With Manchester City opening up its data to the masses, the golden age of soccer analytics is set to begin.
This month Manchester City, the younger brother (and rival) of the better-known Manchester United, announced that it will release detailed data about the team for public consumption.
The club's press release noted that "the speed of growth for the discipline of performance analytics is essentially in the clubs' hands -- it is they who have bought the data at significant cost and the rest of the analytics community simply do not have access to the data at the same level ... [But while] there are many people in the analytics community right now who have the skills, desire and vision to make a difference in the performance analytics space...those people have no significant data to work with." By opening up this data and making it available to those within the analytics community Manchester City hopes to "encourage and inspire the next generation of analytics."
This move, while essentially unprecedented in the soccer world, fits clearly within larger cross-sector trends of making data open to harness the distributed human capital and innovative potential of hobbyists, enthusiasts, and geeks with pro-level skills.
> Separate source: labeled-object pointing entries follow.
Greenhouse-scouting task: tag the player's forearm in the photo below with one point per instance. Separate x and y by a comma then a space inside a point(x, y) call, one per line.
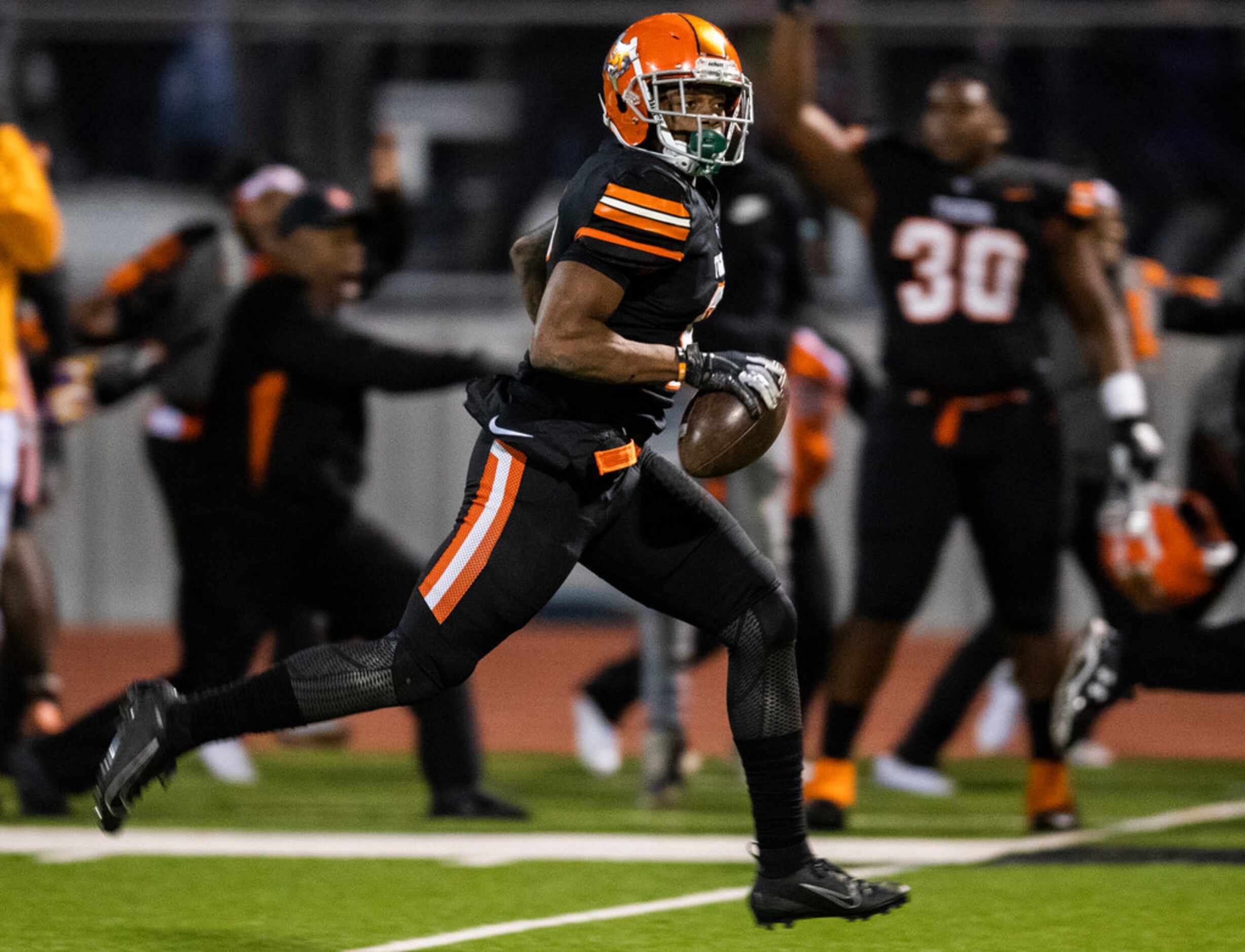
point(528, 261)
point(1093, 307)
point(592, 351)
point(1106, 343)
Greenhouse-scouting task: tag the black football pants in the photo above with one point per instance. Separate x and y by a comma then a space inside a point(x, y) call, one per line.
point(244, 576)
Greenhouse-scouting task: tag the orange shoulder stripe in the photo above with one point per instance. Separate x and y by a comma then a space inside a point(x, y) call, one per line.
point(640, 198)
point(627, 243)
point(648, 225)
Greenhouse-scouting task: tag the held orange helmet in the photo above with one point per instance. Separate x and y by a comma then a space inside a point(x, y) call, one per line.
point(1162, 546)
point(674, 53)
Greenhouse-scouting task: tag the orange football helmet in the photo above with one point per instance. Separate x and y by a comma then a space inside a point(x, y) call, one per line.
point(1162, 546)
point(670, 53)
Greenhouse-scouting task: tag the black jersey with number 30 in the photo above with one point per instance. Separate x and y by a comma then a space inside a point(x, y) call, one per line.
point(637, 219)
point(963, 267)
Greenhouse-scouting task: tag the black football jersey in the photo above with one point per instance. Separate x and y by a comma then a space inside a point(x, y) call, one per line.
point(640, 222)
point(962, 266)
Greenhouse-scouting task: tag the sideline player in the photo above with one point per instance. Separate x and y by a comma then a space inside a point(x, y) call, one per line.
point(559, 476)
point(1168, 650)
point(173, 299)
point(29, 686)
point(913, 767)
point(30, 243)
point(963, 241)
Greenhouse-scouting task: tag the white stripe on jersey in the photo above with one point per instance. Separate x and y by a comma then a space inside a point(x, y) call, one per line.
point(645, 212)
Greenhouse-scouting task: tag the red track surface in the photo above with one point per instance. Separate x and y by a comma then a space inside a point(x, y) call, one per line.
point(525, 687)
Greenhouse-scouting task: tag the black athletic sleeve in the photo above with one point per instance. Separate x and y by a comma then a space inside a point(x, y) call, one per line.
point(49, 293)
point(148, 286)
point(1204, 318)
point(388, 237)
point(889, 160)
point(329, 351)
point(623, 222)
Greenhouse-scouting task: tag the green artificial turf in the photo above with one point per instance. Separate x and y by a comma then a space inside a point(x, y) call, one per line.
point(304, 906)
point(332, 791)
point(149, 903)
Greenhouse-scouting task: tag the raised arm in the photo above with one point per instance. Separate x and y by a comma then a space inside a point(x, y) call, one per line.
point(825, 151)
point(1102, 326)
point(528, 258)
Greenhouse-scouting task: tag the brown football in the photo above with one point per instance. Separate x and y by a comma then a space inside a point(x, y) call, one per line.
point(717, 436)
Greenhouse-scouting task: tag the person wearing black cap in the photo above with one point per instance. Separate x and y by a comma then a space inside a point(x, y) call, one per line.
point(282, 456)
point(159, 320)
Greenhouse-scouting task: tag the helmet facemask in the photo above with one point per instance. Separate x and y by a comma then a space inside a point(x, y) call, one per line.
point(706, 150)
The history of success of making data available to the wonks who want to use it bodes well for the future of soccer analytics; we may be at a watershed moment.
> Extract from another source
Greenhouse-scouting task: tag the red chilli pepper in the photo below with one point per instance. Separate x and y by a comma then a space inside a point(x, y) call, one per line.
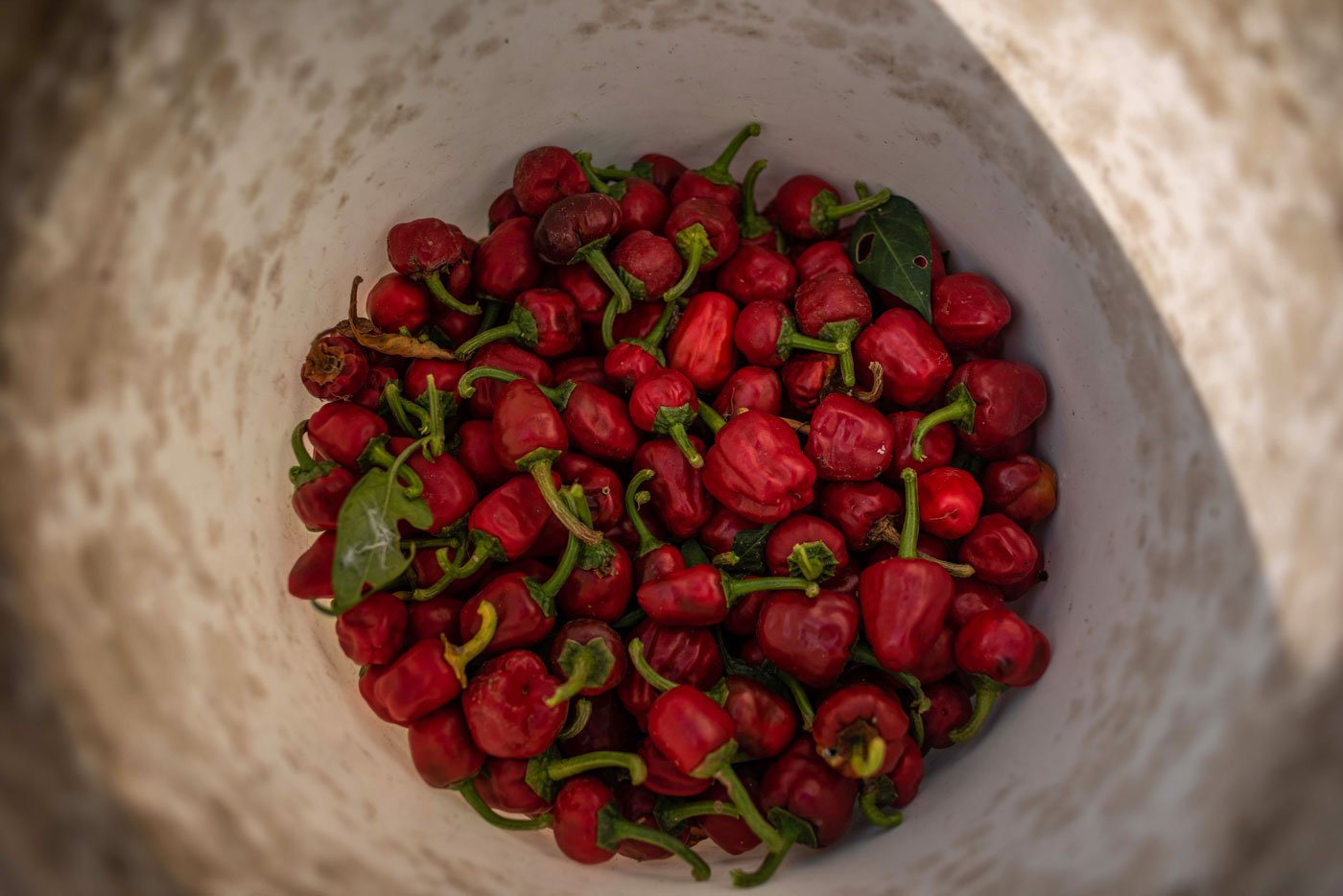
point(756, 466)
point(904, 600)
The move to promoted innovation through openness is premised on the idea that innovation is often about cost. In particular, entry costs are important. For a pool of potential innovators (in basically any sector) the less costly the inputs required to begin innovating, the more likely it is that potential innovators will become actual innovators. If more equipment, materials, special skills or privileged information is required, fewer people will experiment, tinker, and discover. It follows that the more people are experimenting and trying to innovate, the more valuable innovation is likely to happen. This dynamic implies that in sectors in need of innovation, it is useful to assess the costs of entry and try to lower them.
A common explanation for the radically innovative tech scene in recent decades, is that the Internet lowered barriers to market entry, as basically anyone with a computer and enough time could write some killer code. Yochai Benkler, a scholar at Harvard's Berkman Center for Internet and Society, has made a career of looking at how radically low barriers to entry in labor markets can change the cost structures and organizations of production. This trend is nowhere more evident than the Open Data movement. This movement, which gets it philosophical inspiration from the older Open Source movement, holds that data should be freely available to anyone without restriction.
In knowledge discovery in datasets, the major barrier to entry is access to the data. When corporations, governments or other private firms jealously guard their proprietary data, the number of people playing with the data and trying to discover valuable things, or putting that data to good use, will remain small. When data is made public, anyone can put that data to work. In recent years governments have begun making large troves of their data publically accessible. The U.S. government's open-data project, data.gov, for example, has begotten over 200 citizen-developed apps. Similarly, the city of Vancouver, an early mover in the municipal open-data space, opened up their data in 2009, spawning valuable mashups of transit data, the water grid, and common spaces.
A common adage in open-source development known as Linus' Law states that "with enough eyeballs, all bugs are shallow," indicating that if you can get enough people involved, hard problems become easier. This is what open data does for knowledge discovery and innovation. When looking for a needle in the haystack of data, it helps to have a more people looking. The best way to get more people looking is to make it cheap to look.
Lowering the cost to look, and thus enabling more people to get involved is precisely what Manchester City has begun to do. Opening the data up promises to lower barriers to entry for experimenting with new data-driven ways of understanding the game. With more eyeballs, this problem can become shallow.
Normally "the only data you can get [publicly] is the really basic stuff: goals, assists, cards... [which is] nothing you can really work from," says Graham MacAree, SBNation's soccer editor, and one of the leaders in the field of public soccer analytics.